@lhoestq I was hoping if it would be possible to feedback on some design I have put together on an even more tricky generalisation of the above. First, a brief description of the problem.
Problem Training a dialogue agent to communicate to one or more parties while accounting for feedback from a simulation environment. For simplicity, we assume there is one party which we call “user”. Each party’s contribution to the conversation (eg “agent: Good morning, how can I help”) is called a turn. At turn k in a dialogue session the predictions of the agent depend on predictions made in previous turns.
At the end of the interaction, the agent may interact with an environment to receive feedback and some its predictions would be revised for future training epochs.

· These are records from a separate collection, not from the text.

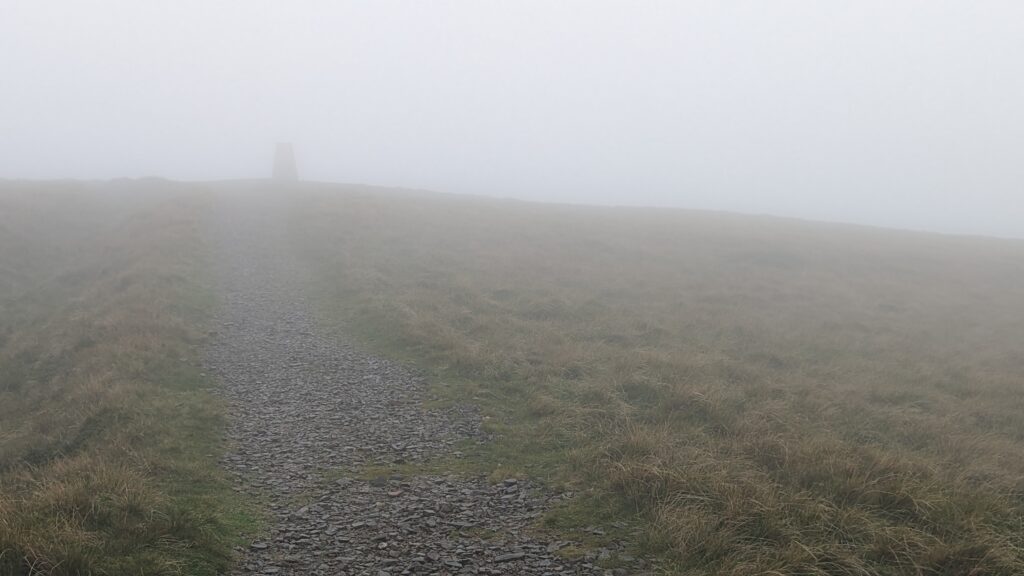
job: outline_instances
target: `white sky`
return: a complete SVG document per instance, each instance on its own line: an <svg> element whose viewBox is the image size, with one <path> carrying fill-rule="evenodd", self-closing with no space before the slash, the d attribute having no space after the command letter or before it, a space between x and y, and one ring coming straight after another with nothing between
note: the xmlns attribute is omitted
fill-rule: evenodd
<svg viewBox="0 0 1024 576"><path fill-rule="evenodd" d="M1024 237L1024 2L0 0L0 177Z"/></svg>

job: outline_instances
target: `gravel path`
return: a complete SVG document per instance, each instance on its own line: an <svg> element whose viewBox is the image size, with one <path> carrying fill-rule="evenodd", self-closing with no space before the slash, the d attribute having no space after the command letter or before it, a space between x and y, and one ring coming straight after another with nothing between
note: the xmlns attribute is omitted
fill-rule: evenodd
<svg viewBox="0 0 1024 576"><path fill-rule="evenodd" d="M528 533L563 497L530 482L358 480L485 439L471 406L424 410L420 377L318 334L281 209L225 200L213 234L224 305L207 358L230 407L224 465L273 519L237 574L612 574Z"/></svg>

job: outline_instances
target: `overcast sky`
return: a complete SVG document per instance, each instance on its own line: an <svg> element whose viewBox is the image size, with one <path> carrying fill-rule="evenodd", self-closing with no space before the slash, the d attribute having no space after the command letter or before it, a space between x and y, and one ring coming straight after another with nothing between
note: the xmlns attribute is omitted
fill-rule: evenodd
<svg viewBox="0 0 1024 576"><path fill-rule="evenodd" d="M0 177L1024 237L1024 2L0 0Z"/></svg>

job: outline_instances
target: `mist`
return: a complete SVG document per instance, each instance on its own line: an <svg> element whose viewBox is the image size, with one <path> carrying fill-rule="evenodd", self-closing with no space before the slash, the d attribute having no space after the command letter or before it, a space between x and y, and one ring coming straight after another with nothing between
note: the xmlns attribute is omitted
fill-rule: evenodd
<svg viewBox="0 0 1024 576"><path fill-rule="evenodd" d="M0 177L302 177L1024 238L1024 5L6 0Z"/></svg>

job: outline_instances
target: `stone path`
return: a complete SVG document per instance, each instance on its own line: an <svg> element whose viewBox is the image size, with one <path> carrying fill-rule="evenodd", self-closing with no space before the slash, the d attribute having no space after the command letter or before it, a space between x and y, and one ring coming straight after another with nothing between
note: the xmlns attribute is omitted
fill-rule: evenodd
<svg viewBox="0 0 1024 576"><path fill-rule="evenodd" d="M625 574L535 539L527 527L563 496L530 482L358 480L486 439L473 407L424 410L423 379L317 332L282 202L228 197L213 224L224 305L207 359L230 408L224 465L273 519L237 574Z"/></svg>

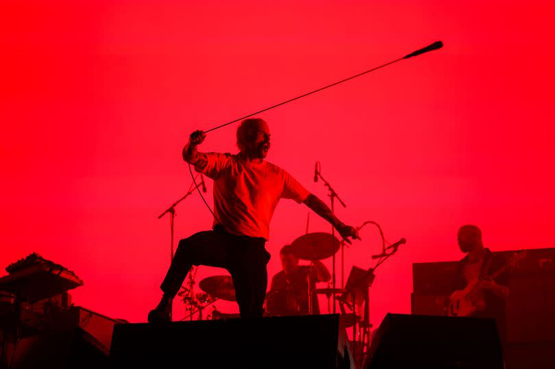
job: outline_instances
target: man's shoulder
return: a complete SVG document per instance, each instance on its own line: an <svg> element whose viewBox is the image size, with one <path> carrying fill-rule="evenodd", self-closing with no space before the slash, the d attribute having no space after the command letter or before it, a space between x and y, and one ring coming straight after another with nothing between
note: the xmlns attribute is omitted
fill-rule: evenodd
<svg viewBox="0 0 555 369"><path fill-rule="evenodd" d="M273 163L271 163L267 160L264 160L264 163L266 164L266 168L267 168L267 170L273 173L282 174L283 173L285 173L285 170L284 170L279 166L277 166Z"/></svg>

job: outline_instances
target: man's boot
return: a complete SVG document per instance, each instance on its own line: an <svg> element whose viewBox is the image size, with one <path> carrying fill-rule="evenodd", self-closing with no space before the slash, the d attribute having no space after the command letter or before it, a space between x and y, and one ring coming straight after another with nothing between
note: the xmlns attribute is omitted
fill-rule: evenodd
<svg viewBox="0 0 555 369"><path fill-rule="evenodd" d="M149 313L149 323L168 323L171 321L171 305L173 298L166 295L162 296L158 305Z"/></svg>

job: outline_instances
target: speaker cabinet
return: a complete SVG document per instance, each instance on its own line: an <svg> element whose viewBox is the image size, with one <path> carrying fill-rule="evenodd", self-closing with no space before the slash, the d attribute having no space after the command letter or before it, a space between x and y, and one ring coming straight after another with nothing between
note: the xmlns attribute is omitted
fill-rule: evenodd
<svg viewBox="0 0 555 369"><path fill-rule="evenodd" d="M365 369L503 369L493 319L388 314Z"/></svg>
<svg viewBox="0 0 555 369"><path fill-rule="evenodd" d="M116 325L114 368L336 367L339 316Z"/></svg>

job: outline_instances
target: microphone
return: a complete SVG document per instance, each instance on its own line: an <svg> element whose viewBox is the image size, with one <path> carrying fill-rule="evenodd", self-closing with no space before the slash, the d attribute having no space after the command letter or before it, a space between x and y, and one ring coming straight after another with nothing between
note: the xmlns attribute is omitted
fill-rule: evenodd
<svg viewBox="0 0 555 369"><path fill-rule="evenodd" d="M202 192L206 193L206 184L204 183L204 176L201 175L201 186L202 186Z"/></svg>
<svg viewBox="0 0 555 369"><path fill-rule="evenodd" d="M393 252L395 252L395 251L397 251L397 247L399 247L402 244L406 244L406 240L405 240L404 238L402 238L401 240L399 240L397 242L395 242L394 244L391 244L389 246L388 246L387 248L386 249L386 250L388 250L389 249L393 249ZM385 253L385 250L384 250L384 252L382 253L381 254L372 255L372 259L380 259L381 257L384 257L384 256L388 256L389 255L391 255L391 254L386 254Z"/></svg>
<svg viewBox="0 0 555 369"><path fill-rule="evenodd" d="M410 53L408 55L406 55L403 57L403 59L408 59L409 58L412 58L413 56L416 56L420 54L423 54L424 53L428 53L428 51L431 51L432 50L437 50L438 49L441 49L443 47L443 42L441 41L436 41L433 44L428 45L426 47L423 47L420 50L417 50L413 53Z"/></svg>

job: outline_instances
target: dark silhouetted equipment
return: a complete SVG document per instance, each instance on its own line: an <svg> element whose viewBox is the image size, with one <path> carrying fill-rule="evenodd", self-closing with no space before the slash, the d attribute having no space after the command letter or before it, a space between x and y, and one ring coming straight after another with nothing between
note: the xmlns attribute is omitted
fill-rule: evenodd
<svg viewBox="0 0 555 369"><path fill-rule="evenodd" d="M5 268L0 290L13 292L19 302L36 302L66 292L83 281L66 268L32 253Z"/></svg>
<svg viewBox="0 0 555 369"><path fill-rule="evenodd" d="M327 259L339 250L339 240L325 232L306 233L291 242L293 254L303 260Z"/></svg>
<svg viewBox="0 0 555 369"><path fill-rule="evenodd" d="M503 369L493 319L386 316L365 369Z"/></svg>
<svg viewBox="0 0 555 369"><path fill-rule="evenodd" d="M12 355L10 369L100 368L108 364L108 351L80 329L21 338Z"/></svg>
<svg viewBox="0 0 555 369"><path fill-rule="evenodd" d="M493 253L508 259L515 251ZM413 264L412 313L444 314L456 269L457 262ZM507 367L555 368L555 249L527 250L526 257L507 270Z"/></svg>
<svg viewBox="0 0 555 369"><path fill-rule="evenodd" d="M114 368L334 368L338 333L336 314L116 325L110 360Z"/></svg>
<svg viewBox="0 0 555 369"><path fill-rule="evenodd" d="M217 298L226 301L235 301L235 287L229 275L213 275L200 281L201 290Z"/></svg>

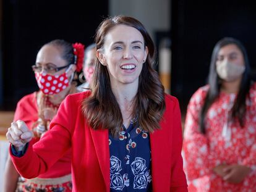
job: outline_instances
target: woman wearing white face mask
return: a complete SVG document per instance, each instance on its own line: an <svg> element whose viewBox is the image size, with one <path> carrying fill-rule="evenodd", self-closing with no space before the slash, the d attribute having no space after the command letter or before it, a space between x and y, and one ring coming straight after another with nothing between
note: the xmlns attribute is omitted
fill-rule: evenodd
<svg viewBox="0 0 256 192"><path fill-rule="evenodd" d="M61 40L46 43L38 51L32 69L40 90L21 99L14 116L14 121L22 120L33 130L33 143L49 130L49 123L63 99L68 94L78 92L72 80L75 72L82 69L83 51L82 44L72 44ZM46 173L27 180L19 178L9 159L4 190L14 191L17 188L17 191L71 191L70 161L70 151L67 151Z"/></svg>
<svg viewBox="0 0 256 192"><path fill-rule="evenodd" d="M187 107L183 152L191 191L256 190L256 85L249 71L239 41L216 43L208 85Z"/></svg>

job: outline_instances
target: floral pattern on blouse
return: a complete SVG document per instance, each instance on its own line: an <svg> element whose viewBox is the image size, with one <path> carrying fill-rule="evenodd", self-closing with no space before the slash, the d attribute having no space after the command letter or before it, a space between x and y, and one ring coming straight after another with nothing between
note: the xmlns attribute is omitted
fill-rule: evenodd
<svg viewBox="0 0 256 192"><path fill-rule="evenodd" d="M111 191L150 191L149 134L131 121L118 138L109 135Z"/></svg>
<svg viewBox="0 0 256 192"><path fill-rule="evenodd" d="M205 116L206 135L199 131L199 114L208 86L189 102L182 156L190 191L256 191L256 85L246 100L245 125L231 118L236 95L221 93ZM253 170L239 184L224 181L212 169L220 164L241 164Z"/></svg>

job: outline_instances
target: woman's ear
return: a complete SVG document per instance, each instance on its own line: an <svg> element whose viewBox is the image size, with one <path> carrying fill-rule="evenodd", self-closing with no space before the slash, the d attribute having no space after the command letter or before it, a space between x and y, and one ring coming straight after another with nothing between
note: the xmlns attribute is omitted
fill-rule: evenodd
<svg viewBox="0 0 256 192"><path fill-rule="evenodd" d="M146 61L147 60L147 57L148 56L148 48L147 46L146 46L145 48L145 56L144 56L144 58L143 58L143 61Z"/></svg>
<svg viewBox="0 0 256 192"><path fill-rule="evenodd" d="M70 77L71 74L74 73L74 72L77 69L77 65L75 65L75 64L71 64L70 66L69 67L70 67L70 69L67 71L67 77Z"/></svg>
<svg viewBox="0 0 256 192"><path fill-rule="evenodd" d="M104 56L104 53L101 49L97 49L96 51L96 56L97 57L98 59L100 61L101 65L106 66L106 59Z"/></svg>

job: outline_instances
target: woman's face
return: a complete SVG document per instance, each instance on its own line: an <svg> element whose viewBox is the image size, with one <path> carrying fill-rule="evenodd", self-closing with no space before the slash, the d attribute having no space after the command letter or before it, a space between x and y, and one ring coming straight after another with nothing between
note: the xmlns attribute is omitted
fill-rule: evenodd
<svg viewBox="0 0 256 192"><path fill-rule="evenodd" d="M39 67L40 69L41 69L41 72L50 75L61 75L67 70L67 68L58 72L55 70L56 68L67 65L67 62L61 57L60 50L54 46L45 45L37 54L35 65Z"/></svg>
<svg viewBox="0 0 256 192"><path fill-rule="evenodd" d="M237 65L245 65L242 51L234 44L228 44L220 49L216 64L218 65L224 62L228 62Z"/></svg>
<svg viewBox="0 0 256 192"><path fill-rule="evenodd" d="M108 69L111 85L117 85L139 83L147 54L140 32L134 27L120 25L106 34L103 50L97 50L96 54Z"/></svg>

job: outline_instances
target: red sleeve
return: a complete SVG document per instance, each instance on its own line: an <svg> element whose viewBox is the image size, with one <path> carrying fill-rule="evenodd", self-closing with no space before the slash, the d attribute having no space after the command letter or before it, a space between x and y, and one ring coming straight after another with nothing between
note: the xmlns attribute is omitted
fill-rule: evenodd
<svg viewBox="0 0 256 192"><path fill-rule="evenodd" d="M206 91L199 89L191 98L185 121L183 152L189 180L209 175L215 167L207 138L200 131L199 115Z"/></svg>
<svg viewBox="0 0 256 192"><path fill-rule="evenodd" d="M10 151L12 161L22 176L27 178L38 177L70 148L71 128L75 125L72 117L76 116L77 111L74 100L70 96L66 98L51 123L51 129L38 142L33 146L30 143L24 156L16 157Z"/></svg>
<svg viewBox="0 0 256 192"><path fill-rule="evenodd" d="M38 119L38 112L36 101L36 93L22 98L17 103L14 120L23 120L32 130L33 123Z"/></svg>
<svg viewBox="0 0 256 192"><path fill-rule="evenodd" d="M175 121L173 127L173 154L172 177L171 178L170 191L187 191L187 185L183 170L183 160L181 156L182 146L182 130L179 104L175 98L173 114L175 115Z"/></svg>

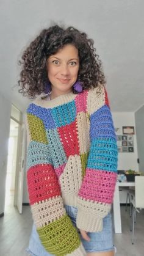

Hence, we have to construct our eval/training data as we predict, at the start of the eval loop we have just the user first turn. I want to leverage the Trainer
to do predictions in a distributed fashion as I train. Here’s how I conceptualise the solution.
- Use a dataset generator to create the datasets from the agent prediction history. In outline form this looks a bit like this:
class DatasetGenerator:
def __init__(
self,
environment: SimulationEnvironment,
gold_transcripts: dict[DialogID, SessionTranscript],
preprocessing_steps: Preprocessors,
dialog_ids: set[DialogID],
batch_size: int = 128,
):
"""
environment
Agent calls the environment after every turn to receive feedback
about possible next steps.
gold_transcripts:
Ground truth conversation transcripts.
preprocessing_steps:
Transforms sequentially applied to convert transcripts into text-to-text-format.
"""
self.environment = environment
self.all_dialog_ids = dialog_ids
self.dialogs_shard: set[DialogID] = set()
# transcripts of the dialog sessions for which prediction is not yet complete
self.ongoing_sessions: dict[DialogID, SessionTranscript] = {}
# keep alive objects tracking agent predictions for evaluation purposes
self.agent_predictions = {}
self.gold_transcripts: dict[DialogID, SessionTranscript] = deepcopy(gold_transcripts)
self.complete_sessions: dict[DialogID, SessionTranscript] = {}
self.batch_size = batch_size
self.current_dataset: Optional[datasets.Dataset] = None
self.preprocessors = preprocessing_steps
def initialise(self, global_rank: int):
"""initialises the ongoing session with the first conversation turn"""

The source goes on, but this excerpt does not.